If you’re new to day trading, the open market can be very exciting. However, inexperienced traders often get caught up in emotion when success demands analytical thinking and objectivity. To succeed, you’re going to need skills, experience, expertise, aptitude and a sound psychology. As much as it might go against the grain, the best way to start is to start slow.
Day Trading Versus Position Trading
Unlike position trading, day trading is hard because there are so many time frames above you that can impact your results. By contrast, position traders only have to consider the weekly and monthly traders above them who don’t trade nearly as often.
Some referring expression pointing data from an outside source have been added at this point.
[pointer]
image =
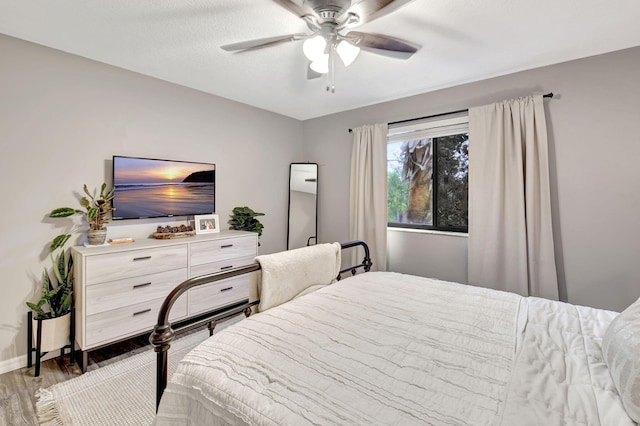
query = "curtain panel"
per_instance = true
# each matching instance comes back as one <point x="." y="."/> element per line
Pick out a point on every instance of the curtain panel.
<point x="510" y="232"/>
<point x="368" y="191"/>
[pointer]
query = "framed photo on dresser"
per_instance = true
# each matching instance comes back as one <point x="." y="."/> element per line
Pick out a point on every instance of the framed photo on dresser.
<point x="207" y="224"/>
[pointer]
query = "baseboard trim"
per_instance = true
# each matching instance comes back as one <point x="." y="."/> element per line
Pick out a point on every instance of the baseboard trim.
<point x="13" y="364"/>
<point x="21" y="362"/>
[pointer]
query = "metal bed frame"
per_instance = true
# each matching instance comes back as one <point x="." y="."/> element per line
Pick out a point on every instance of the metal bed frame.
<point x="163" y="333"/>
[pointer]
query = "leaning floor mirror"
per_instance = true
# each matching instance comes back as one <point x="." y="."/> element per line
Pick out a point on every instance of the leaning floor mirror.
<point x="303" y="205"/>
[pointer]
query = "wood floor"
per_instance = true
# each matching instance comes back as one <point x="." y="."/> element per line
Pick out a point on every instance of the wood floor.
<point x="18" y="387"/>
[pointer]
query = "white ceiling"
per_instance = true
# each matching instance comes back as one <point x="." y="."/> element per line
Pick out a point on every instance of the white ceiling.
<point x="461" y="41"/>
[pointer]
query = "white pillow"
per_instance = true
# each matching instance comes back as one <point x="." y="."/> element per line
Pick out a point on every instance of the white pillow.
<point x="286" y="274"/>
<point x="621" y="351"/>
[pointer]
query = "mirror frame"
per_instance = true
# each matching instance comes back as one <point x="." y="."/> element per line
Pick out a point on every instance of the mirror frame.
<point x="315" y="236"/>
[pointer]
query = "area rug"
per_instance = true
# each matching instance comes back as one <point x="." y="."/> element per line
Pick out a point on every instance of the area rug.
<point x="119" y="394"/>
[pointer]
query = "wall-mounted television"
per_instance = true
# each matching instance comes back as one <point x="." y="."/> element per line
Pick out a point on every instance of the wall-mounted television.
<point x="149" y="187"/>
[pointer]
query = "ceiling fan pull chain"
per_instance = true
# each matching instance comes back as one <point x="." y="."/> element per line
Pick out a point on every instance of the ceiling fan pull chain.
<point x="331" y="87"/>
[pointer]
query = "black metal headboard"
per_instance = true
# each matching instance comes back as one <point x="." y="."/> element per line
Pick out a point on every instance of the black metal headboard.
<point x="163" y="333"/>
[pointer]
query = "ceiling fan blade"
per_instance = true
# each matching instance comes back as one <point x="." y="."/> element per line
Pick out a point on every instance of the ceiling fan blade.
<point x="368" y="10"/>
<point x="383" y="45"/>
<point x="295" y="8"/>
<point x="262" y="42"/>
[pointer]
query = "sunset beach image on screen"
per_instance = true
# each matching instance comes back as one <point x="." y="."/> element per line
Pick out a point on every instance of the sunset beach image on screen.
<point x="146" y="187"/>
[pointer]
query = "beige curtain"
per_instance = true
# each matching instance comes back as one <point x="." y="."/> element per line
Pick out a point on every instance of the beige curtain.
<point x="510" y="233"/>
<point x="368" y="201"/>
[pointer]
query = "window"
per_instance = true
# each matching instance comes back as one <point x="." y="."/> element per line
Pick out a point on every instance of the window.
<point x="427" y="174"/>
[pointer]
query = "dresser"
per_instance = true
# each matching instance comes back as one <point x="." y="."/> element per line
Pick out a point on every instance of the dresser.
<point x="118" y="289"/>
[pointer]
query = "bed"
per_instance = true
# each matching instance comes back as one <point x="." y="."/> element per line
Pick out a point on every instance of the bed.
<point x="389" y="348"/>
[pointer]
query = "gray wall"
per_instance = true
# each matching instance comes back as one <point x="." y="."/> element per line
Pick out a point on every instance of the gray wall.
<point x="63" y="117"/>
<point x="594" y="154"/>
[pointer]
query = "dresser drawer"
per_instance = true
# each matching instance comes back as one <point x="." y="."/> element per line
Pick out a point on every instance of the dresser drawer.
<point x="129" y="320"/>
<point x="115" y="294"/>
<point x="222" y="249"/>
<point x="133" y="263"/>
<point x="224" y="265"/>
<point x="216" y="295"/>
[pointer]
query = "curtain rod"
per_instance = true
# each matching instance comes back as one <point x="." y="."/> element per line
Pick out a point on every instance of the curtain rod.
<point x="548" y="95"/>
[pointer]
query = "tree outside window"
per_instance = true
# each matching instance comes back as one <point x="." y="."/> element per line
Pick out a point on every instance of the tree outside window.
<point x="428" y="181"/>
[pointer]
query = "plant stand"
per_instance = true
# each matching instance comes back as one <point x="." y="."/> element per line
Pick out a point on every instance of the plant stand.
<point x="37" y="348"/>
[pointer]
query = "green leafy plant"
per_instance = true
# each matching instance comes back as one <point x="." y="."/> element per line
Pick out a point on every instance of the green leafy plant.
<point x="96" y="207"/>
<point x="55" y="296"/>
<point x="244" y="219"/>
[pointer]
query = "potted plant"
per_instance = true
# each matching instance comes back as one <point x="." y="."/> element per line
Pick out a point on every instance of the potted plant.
<point x="243" y="219"/>
<point x="96" y="209"/>
<point x="53" y="311"/>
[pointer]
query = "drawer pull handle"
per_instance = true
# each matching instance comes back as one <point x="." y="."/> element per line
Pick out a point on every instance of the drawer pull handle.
<point x="141" y="285"/>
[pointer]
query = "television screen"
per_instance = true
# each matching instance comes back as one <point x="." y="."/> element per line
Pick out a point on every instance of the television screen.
<point x="146" y="187"/>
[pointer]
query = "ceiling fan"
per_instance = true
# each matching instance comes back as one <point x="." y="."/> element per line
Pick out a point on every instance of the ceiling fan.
<point x="328" y="20"/>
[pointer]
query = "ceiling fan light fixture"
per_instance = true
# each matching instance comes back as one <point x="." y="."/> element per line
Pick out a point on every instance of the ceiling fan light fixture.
<point x="347" y="52"/>
<point x="314" y="47"/>
<point x="321" y="65"/>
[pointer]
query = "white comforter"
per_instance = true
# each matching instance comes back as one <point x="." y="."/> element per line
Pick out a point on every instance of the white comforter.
<point x="386" y="348"/>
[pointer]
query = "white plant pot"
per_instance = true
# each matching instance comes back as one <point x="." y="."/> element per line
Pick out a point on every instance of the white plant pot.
<point x="55" y="332"/>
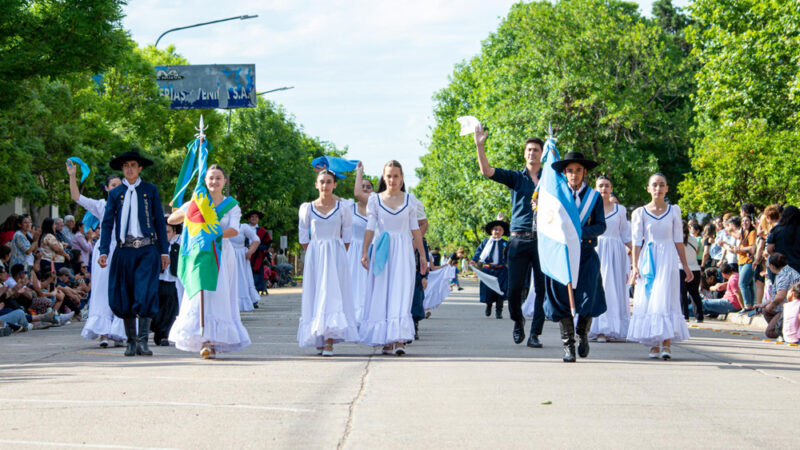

Becoming A Successful Day Trader
Becoming a day trader is like starting your own business. You have to invest money to make money. Many beginning traders are under-capitalized. A good start-up working capital would be in the range of $50,000-$100,000. Some day traders get stuck in the technology trap. They mistakenly believe that the right software or better hardware will ensure success. Nothing could be further from the truth. Technology is only a tool, and it’s only effective when you know how to use it.
To succeed as a day trader, you must master your emotions and make clear-headed decisions. This doesn’t mean making the right choice every time; rather, it means making the best and most informed choice every time. The best decision won’t always be the right decision, but a sound decision will almost always trump an emotional decision. Short time frames can break new traders. A heavy loss in a short period of time can be overwhelming, creating feelings of helplessness and clouding good judgement. New day traders who start with position trading based on daily charts learn to process rapid feedback and to better understand their trading results. Learn to look at trading as you would gambling. Allocate a set amount of money for trading and let that amount be only what you can afford to lose. Hard losses come easier when you still have enough set aside to pay your bills.
When you start trading, see yourself as a risk manager for your own portfolio. Part of sound trading is buying when the market is low and selling when the market starts to rise. Choose one market and learn all you can about it. Take educated risks and make only high-probability trades. The more you know about your market, the sounder your trades will be.
As a day trader, losing money is part of doing business. Feeling bad about losses will only set you up for additional losses. This kind of trading isn’t about luck, although many people think it is. Nor is it a get-rich-quick scheme. A day trader’s success is determined by self-mastery, a substantial commitment of time and money, and a willingness to learn from experience.